Do I really need an agent?
I have wondered for some time on whether or not I needed an agent. Unfortunately, those who insist you need an agent are agents selling you agents. That conflict of interest left me wary for some time. I am not an agent and can honestly say…
Yes, in some cases, an agent can help. If you are shooting for the Big 5, absolutely, yes…get an agent. If you struggle with business sense, brush up, do your best to learn as much as you can and yes, get an agent.
An agent may be able to get you a better deal. Some publishers may lowball you and offer you a lower percentage than your book is worth. An agent can pitch your books to a publisher that only accepts submissions from agents, which opens up your options.

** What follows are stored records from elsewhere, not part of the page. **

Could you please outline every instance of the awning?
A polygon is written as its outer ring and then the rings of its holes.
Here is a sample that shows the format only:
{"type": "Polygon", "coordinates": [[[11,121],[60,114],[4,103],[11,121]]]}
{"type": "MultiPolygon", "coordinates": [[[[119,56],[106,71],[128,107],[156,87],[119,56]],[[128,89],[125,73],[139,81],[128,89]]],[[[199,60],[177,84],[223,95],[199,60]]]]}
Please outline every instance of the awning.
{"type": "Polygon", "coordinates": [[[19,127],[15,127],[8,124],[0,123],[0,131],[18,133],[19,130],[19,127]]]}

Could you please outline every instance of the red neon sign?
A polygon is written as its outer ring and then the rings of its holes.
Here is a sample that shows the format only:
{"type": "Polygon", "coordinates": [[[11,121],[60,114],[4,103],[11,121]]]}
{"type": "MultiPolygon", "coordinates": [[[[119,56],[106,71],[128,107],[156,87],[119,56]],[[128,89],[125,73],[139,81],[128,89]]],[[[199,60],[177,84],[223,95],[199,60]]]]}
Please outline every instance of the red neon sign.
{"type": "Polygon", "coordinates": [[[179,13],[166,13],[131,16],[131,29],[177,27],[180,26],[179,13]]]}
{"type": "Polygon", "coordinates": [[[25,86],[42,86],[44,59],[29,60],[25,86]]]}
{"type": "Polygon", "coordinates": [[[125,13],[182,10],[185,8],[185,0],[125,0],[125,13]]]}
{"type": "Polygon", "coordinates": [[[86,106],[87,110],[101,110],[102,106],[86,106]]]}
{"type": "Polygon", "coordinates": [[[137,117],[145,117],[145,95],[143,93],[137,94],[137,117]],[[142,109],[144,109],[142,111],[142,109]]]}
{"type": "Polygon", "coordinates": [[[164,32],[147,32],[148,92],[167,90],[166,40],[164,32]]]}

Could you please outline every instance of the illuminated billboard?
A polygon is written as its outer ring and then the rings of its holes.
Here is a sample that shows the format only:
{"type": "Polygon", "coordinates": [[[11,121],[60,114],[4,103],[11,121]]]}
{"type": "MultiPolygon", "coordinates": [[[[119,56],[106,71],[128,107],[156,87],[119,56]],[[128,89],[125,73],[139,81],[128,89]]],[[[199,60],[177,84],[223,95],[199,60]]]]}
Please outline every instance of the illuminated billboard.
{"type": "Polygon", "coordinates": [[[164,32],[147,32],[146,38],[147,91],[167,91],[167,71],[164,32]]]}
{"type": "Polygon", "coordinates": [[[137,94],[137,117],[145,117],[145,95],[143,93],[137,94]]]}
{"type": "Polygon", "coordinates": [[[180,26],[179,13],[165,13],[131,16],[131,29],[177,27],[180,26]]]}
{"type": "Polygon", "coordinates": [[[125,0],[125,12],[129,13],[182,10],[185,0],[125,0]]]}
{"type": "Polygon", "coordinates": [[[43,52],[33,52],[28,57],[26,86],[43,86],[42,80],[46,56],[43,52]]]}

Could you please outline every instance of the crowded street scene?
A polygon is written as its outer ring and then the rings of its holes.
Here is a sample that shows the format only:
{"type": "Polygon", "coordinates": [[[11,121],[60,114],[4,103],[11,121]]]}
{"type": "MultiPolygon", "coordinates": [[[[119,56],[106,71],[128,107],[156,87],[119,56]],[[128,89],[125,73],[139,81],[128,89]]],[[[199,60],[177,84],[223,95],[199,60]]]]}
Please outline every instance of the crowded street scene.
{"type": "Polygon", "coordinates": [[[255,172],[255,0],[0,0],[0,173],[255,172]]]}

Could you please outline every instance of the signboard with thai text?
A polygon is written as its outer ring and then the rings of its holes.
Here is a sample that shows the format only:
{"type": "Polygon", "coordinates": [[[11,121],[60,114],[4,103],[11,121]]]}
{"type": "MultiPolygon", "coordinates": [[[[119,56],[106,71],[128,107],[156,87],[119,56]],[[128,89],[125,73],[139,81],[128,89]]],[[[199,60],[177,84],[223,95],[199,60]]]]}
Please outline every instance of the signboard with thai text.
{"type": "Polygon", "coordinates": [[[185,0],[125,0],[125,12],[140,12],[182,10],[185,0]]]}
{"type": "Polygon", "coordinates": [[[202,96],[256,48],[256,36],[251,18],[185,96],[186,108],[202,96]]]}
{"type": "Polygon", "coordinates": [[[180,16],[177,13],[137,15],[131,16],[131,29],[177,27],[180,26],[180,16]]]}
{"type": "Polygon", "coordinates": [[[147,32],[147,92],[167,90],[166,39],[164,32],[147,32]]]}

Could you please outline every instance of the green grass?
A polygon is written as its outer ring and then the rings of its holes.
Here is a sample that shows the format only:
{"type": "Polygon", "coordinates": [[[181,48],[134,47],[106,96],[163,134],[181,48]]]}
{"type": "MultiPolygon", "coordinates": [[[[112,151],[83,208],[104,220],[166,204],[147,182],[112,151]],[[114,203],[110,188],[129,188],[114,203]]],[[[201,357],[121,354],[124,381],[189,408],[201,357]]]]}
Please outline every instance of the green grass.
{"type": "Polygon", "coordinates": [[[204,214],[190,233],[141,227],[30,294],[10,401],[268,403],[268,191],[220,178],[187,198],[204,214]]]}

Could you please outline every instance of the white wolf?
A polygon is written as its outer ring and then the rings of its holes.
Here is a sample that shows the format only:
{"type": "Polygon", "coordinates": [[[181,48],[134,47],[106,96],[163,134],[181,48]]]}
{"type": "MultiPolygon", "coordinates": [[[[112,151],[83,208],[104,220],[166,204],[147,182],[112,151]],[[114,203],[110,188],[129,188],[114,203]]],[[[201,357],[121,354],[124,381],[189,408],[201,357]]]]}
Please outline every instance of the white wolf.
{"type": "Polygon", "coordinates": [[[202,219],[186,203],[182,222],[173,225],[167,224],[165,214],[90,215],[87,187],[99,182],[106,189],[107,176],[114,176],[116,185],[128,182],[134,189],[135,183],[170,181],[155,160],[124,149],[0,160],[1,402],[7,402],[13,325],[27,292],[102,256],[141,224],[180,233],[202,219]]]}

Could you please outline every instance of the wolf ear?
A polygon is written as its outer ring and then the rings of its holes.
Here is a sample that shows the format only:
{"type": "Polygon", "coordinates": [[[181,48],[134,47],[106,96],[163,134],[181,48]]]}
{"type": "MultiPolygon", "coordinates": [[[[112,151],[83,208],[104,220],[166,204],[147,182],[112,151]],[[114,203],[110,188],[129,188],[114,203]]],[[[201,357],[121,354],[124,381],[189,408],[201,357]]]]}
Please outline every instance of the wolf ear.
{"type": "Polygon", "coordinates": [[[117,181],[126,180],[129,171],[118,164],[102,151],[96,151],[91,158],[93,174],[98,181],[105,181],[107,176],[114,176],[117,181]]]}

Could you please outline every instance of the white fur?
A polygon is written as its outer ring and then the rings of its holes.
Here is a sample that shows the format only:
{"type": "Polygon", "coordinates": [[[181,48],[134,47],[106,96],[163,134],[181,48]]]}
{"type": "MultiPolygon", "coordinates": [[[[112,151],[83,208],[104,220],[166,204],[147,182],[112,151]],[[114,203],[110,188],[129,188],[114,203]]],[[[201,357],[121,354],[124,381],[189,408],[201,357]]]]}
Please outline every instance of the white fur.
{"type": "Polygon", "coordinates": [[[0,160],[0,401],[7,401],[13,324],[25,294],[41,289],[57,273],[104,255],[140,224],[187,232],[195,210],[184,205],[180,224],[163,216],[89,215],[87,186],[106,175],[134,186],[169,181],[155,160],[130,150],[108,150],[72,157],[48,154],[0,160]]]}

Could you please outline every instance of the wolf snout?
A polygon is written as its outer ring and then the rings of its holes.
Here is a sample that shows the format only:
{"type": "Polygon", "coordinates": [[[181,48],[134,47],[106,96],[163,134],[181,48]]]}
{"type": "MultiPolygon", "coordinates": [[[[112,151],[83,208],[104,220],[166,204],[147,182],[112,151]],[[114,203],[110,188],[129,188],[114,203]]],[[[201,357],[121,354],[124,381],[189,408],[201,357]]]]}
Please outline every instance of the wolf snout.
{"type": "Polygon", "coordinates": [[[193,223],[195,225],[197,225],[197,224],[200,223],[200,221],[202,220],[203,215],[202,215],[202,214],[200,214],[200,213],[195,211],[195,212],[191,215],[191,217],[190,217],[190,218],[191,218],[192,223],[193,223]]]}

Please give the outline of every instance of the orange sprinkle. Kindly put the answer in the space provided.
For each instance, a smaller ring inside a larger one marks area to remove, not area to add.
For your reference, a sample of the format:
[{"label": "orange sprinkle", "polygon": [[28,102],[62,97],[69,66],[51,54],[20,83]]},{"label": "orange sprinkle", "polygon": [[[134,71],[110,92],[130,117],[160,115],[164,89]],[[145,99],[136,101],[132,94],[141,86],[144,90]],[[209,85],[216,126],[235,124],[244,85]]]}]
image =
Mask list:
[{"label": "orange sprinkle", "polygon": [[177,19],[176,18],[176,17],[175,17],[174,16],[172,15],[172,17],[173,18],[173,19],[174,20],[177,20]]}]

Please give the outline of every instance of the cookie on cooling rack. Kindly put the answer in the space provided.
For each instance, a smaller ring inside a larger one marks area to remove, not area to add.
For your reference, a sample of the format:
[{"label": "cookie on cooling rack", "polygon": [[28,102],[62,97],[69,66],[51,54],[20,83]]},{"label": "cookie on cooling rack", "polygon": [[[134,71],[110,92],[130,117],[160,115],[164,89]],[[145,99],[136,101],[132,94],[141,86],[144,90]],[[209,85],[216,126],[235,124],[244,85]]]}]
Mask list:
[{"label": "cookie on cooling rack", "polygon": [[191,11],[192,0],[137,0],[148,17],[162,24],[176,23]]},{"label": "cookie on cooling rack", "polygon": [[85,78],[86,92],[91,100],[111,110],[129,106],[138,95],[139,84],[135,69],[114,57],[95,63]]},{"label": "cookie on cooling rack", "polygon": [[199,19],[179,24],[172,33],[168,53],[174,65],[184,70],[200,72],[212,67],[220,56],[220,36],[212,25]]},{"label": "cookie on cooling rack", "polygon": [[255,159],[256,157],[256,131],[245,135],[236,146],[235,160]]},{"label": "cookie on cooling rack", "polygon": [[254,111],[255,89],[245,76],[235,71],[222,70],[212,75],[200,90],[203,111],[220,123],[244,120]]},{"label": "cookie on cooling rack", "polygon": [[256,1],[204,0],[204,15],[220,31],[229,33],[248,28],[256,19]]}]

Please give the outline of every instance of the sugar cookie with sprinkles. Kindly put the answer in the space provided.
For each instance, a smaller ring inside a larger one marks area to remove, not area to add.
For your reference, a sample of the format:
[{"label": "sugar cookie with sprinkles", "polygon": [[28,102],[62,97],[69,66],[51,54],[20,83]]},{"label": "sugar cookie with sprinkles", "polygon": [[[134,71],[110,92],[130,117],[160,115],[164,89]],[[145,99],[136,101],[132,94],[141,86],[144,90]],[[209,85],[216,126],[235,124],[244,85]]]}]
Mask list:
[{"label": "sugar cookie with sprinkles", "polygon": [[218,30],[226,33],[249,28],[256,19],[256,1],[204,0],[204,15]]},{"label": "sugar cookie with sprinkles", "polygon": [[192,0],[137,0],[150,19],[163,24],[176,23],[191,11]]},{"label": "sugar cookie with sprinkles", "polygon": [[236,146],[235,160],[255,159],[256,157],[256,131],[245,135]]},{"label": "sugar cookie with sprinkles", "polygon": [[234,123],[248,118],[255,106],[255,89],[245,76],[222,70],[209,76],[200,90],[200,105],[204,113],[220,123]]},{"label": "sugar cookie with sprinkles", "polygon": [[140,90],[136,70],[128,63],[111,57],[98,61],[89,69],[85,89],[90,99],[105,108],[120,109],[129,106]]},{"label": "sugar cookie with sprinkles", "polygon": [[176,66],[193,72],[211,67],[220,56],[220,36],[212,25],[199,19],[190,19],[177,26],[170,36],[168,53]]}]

An agent can hardball an editor on contracts and be the “bad guy” you may need at times. This is a business first and foremost. You do not want to bruise that tender relationship between editor and writer. For that, you’re going to need an agent.
In every instance I have heard of, where a writer published without an agent, an editor, colleague, someone ended up putting them in touch with an agent. I’m sure there are exceptions (there always are), I just haven’t seen one yet.
A friendly suggestion, before querying an agent be sure you thoroughly read their submission guidelines and, if they have it, their FAQ. Some of the best advice I have found for writing query letters came from an agent’s FAQ. Also, utilize google. Type in an agent’s full name followed by “interview” and read what they have to say. Most agents have given interviews and they reveal a lot.
Where do I find an agent?
…at this link. It updates almost daily and provides new agents looking for writers.
Writer’s Digest “Guide to Literary Agents” This book releases annually and is available at most major bookstores. It is usually around $30.00 and is the one expense I highly support. It includes “How to write a query letter” and everything you need to get started.
Google search “Literary agents”. Some sites provide a full list read to copy/cut/paste for your querying needs.
Use a spreadsheet to track who you submitted what to and when. Also, a “due date” is handy.
Be polite and professional. No matter, how great the writing and story are, you have guaranteed a rejection letter for yourself if you are rude.